I knew his time was short. “You’re ready to go home, aren’t you?”
John gently shook his head.
“You know it’s going to be a wonderful homecoming. You’ll see your mother and father. You’re going to be really happy.”
“I know,” he whispered. I prayed for him and left.
Another member was convolesing in the same facility. She’s a young woman who is confined to a wheelchair and doesn’t speak. The next day I came back to visit both of them. I knew Christine would want to see John; but I didn’t think it was useful to have her see him in the weak and sick condition he had been in the previous day. Before going to her room, I stuck my head in the door of John’s room. The room was bare.

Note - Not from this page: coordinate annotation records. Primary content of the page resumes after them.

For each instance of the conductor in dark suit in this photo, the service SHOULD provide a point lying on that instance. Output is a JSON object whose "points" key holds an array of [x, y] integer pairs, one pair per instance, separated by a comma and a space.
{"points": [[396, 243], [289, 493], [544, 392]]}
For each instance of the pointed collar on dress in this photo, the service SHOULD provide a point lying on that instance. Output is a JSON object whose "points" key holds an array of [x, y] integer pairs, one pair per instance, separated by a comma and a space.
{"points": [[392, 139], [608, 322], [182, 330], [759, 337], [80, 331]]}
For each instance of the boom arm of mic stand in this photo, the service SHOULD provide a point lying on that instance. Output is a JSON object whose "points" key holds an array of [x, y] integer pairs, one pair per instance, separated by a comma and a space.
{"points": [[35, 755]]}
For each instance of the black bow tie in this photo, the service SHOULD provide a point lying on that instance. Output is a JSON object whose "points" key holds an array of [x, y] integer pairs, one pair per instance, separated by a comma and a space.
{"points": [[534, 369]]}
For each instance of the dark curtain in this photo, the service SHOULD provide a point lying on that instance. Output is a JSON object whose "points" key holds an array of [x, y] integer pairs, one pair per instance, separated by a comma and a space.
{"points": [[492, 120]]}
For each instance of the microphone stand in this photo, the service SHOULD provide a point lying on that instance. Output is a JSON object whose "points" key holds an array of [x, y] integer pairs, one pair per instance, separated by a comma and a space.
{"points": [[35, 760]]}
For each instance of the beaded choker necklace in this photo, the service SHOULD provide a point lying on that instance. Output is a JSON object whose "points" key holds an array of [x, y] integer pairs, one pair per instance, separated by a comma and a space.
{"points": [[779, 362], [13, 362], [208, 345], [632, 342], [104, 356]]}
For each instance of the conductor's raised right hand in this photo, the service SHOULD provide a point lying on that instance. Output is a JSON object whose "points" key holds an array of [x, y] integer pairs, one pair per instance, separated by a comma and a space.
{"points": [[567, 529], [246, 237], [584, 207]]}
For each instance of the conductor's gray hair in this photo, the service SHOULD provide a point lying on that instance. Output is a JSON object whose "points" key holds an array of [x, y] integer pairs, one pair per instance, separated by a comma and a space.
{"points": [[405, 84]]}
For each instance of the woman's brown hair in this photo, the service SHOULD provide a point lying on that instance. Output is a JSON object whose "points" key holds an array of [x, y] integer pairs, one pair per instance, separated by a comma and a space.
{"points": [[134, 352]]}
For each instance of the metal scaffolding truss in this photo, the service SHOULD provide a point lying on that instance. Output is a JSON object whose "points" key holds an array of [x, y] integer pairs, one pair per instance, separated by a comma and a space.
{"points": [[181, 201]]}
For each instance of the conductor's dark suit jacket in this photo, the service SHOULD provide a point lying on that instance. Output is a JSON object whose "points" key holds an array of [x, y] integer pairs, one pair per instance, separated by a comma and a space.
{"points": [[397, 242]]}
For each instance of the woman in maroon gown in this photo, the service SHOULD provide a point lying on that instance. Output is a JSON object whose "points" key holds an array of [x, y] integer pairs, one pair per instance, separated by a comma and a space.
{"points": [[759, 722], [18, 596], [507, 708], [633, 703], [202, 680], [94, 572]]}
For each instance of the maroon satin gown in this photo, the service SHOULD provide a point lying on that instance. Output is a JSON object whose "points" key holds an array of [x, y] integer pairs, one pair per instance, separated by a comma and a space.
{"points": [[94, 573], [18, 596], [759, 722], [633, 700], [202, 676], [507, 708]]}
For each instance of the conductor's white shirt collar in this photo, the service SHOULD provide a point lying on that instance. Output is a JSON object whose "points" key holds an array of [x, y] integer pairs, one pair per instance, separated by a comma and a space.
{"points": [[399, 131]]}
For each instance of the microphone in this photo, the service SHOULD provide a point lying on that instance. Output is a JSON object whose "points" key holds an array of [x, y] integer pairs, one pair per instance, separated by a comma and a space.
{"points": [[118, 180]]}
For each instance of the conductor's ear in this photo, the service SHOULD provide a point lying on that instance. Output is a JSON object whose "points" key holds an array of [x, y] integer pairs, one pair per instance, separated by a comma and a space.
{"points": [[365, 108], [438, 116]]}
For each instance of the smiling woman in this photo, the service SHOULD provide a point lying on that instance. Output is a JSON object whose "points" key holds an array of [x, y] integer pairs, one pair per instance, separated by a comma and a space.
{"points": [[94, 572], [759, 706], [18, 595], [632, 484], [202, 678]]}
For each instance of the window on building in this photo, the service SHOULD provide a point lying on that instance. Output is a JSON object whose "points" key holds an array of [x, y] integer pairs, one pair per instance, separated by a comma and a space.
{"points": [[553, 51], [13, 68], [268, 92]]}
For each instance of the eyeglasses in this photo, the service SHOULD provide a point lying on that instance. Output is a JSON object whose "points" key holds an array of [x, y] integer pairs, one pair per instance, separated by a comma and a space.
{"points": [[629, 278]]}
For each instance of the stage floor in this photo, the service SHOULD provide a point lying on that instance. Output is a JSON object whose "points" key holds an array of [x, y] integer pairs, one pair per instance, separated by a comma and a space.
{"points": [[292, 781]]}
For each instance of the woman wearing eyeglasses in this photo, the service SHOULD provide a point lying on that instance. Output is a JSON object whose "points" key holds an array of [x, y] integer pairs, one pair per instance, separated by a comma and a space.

Shocked, I went to the nurses’ station. “Where’s John?”
“He’s in the television room, watching TV,” she said, grinning and pointing to the gray headed man sitting straight and tall in his wheelchair. When I came into the TV room, he smiled and waved to me by lifting his fingers from the arm of the wheelchair. After a few minutes, I wheeled Christine into see him. She had a stuffed yellow chicken toy to give to him. Together, they giggled and played with the chicken that cheeped like a biddie.
We prayed with him and left. That was the last time I saw John but it won’t be the last time that I will see him. He was smiling as he waved good-bye to us.
I think John is singing somewhere in heaven right now. I can’t wait to see him healed and whole. I know from the reactions of our members when we talk about heaven that they look forward to the time that their minds will be made whole. I often ask myself. What will our members be like when they get to heaven?
Who have you lost to death? When you are with a person who is about to reach the threshold of death, are you able to talk to them about dying? What do you say?